Tens of thousands of pro-democracy demonstrators have been digging-in for days, and while they are are taking a more peaceful tone -- with some even singing in the streets -- they're also getting more specific: setting an October 1 deadline for democratic reforms, and demanding that Hong Kong's Beijing-backed chief executive step down.
For now, it doesn't look like they'll get their wish.
"The central government will not comply to illegal threats," Chief Executive Leung Chun-ying said Tuesday.
Protesters have vowed to remain united. In a show of solidarity overnight, thousands waved glowing cell phones in a sort of electronic vigil.
These have been the most significant protests since Hong Kong was handed over to Chinese rule from the British in 1997.
Over the weekend, police in riot gear used tear gas to try to disperse crowds, but the heavy-handed response may have only encouraged others to join.
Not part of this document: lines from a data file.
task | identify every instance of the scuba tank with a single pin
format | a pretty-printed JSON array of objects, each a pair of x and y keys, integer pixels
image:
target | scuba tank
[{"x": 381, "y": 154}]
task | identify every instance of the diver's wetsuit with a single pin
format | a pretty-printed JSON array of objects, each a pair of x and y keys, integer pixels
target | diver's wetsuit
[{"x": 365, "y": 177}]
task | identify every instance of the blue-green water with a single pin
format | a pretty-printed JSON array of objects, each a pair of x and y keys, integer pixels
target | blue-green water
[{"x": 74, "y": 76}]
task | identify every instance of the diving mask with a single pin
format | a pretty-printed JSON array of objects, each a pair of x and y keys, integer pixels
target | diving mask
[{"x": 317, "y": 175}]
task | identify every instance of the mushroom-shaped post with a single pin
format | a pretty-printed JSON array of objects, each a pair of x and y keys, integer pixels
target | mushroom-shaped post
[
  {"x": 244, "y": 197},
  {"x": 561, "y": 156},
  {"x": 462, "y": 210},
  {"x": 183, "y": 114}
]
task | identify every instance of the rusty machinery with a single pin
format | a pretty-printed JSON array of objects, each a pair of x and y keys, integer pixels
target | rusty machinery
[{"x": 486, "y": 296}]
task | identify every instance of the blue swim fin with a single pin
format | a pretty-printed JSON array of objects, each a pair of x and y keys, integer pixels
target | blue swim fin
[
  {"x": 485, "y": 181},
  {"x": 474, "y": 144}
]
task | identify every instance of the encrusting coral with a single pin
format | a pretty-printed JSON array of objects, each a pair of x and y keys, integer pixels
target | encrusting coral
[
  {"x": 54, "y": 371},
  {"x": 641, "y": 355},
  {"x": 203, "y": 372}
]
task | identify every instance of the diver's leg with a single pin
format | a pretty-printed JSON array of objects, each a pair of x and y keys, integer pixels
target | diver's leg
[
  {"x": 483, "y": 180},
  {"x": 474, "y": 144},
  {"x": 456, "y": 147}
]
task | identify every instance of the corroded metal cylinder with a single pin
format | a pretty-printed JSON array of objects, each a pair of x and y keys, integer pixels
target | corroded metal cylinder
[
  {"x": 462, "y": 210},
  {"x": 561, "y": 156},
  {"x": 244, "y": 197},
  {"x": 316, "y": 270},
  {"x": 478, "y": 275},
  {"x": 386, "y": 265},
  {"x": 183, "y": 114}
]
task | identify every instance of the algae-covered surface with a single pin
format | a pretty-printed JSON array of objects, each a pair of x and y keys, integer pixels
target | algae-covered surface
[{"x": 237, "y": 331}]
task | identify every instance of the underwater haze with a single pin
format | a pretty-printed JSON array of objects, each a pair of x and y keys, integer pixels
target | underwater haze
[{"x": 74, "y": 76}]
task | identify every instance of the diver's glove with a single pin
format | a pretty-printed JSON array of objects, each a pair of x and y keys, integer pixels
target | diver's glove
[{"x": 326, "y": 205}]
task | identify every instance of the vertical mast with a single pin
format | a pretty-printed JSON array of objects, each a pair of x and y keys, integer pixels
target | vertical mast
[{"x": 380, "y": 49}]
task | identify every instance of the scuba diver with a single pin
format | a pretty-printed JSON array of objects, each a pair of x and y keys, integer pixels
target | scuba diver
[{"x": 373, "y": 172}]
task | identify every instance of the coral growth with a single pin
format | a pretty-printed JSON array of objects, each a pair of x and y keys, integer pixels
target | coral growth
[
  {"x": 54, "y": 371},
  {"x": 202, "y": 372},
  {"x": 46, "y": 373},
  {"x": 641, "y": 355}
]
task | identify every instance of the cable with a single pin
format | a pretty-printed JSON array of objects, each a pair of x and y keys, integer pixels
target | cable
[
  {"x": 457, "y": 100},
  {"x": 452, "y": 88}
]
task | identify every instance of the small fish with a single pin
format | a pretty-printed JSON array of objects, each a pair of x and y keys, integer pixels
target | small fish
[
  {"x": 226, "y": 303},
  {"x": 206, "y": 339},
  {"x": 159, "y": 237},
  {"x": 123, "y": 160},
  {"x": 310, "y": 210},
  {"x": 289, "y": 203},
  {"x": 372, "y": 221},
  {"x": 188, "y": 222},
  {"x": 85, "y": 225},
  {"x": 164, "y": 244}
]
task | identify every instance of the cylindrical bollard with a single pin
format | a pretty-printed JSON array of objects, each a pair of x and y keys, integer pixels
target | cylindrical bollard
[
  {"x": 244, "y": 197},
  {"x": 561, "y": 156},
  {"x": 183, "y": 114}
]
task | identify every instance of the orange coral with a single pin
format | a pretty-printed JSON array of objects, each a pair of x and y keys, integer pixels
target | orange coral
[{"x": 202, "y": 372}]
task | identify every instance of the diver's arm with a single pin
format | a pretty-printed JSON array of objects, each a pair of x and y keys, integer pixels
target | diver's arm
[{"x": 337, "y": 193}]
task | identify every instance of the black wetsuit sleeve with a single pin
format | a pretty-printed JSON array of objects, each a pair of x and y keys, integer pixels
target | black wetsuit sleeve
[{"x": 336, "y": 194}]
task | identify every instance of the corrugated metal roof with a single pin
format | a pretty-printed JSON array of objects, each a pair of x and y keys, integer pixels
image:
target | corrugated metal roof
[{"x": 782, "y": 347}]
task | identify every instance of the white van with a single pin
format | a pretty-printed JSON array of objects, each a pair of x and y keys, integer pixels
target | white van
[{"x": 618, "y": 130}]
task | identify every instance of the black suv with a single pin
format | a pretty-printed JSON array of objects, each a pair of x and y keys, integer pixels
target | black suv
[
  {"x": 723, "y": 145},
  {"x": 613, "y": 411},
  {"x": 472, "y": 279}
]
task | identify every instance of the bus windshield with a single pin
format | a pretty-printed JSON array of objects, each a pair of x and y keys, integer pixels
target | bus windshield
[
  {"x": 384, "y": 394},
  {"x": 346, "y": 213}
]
"I watched the news and I saw the tear gas and I think the police had gone too far," said one man who decided to take to the streets.
"We are not armed, we are not using violence. We are just sitting on the street, we are hands-up," lamented another protester. "We only use umbrellas to defend against tear gas and pepper spray."
All those umbrellas prompted a nickname for the movement: "The Umbrella Revolution."
At the core, the demonstrators want the right to directly elect their new "chief executive" in 2017. Beijng's communist government has decreed, however, that only candidates vetted by a committee filled with Beijing loyalists will be permitted on the ballot.
Many in Hong Kong see that as reneging on the deal agreed with Beijing when Hong Kong was handed over. The arrangement was dubbed "One Country, Two Systems," and was meant to grant Hong Kong some degree of political freedom from the mainland, but the limits of that system are being sharply tested.
The scenes playing out in Hong Kong's streets now are leading some to draw comparisons to another student-led, pro-democracy protest in china; 25 years ago in the infamous Tiananmen Square crackdown.
Of course, there are a number of differences. Hong Kong has a robust media, so pictures of the demonstrations have spread around the world in real time. Very few of the images are making it to mainland China, however, where Instagram has become just the latest social media outlet blocked by government censors.
The difference in news coverage of the protests between Hong Kong and mainland China is striking: one Hong Kong newspaper's headline on Tuesday reads simply, "Democracy." An article in Beijing's China Daily newspaper, however, never even mentions "democracy," and talks instead only about snarled traffic, cancelled bus routes, and the stock market being down.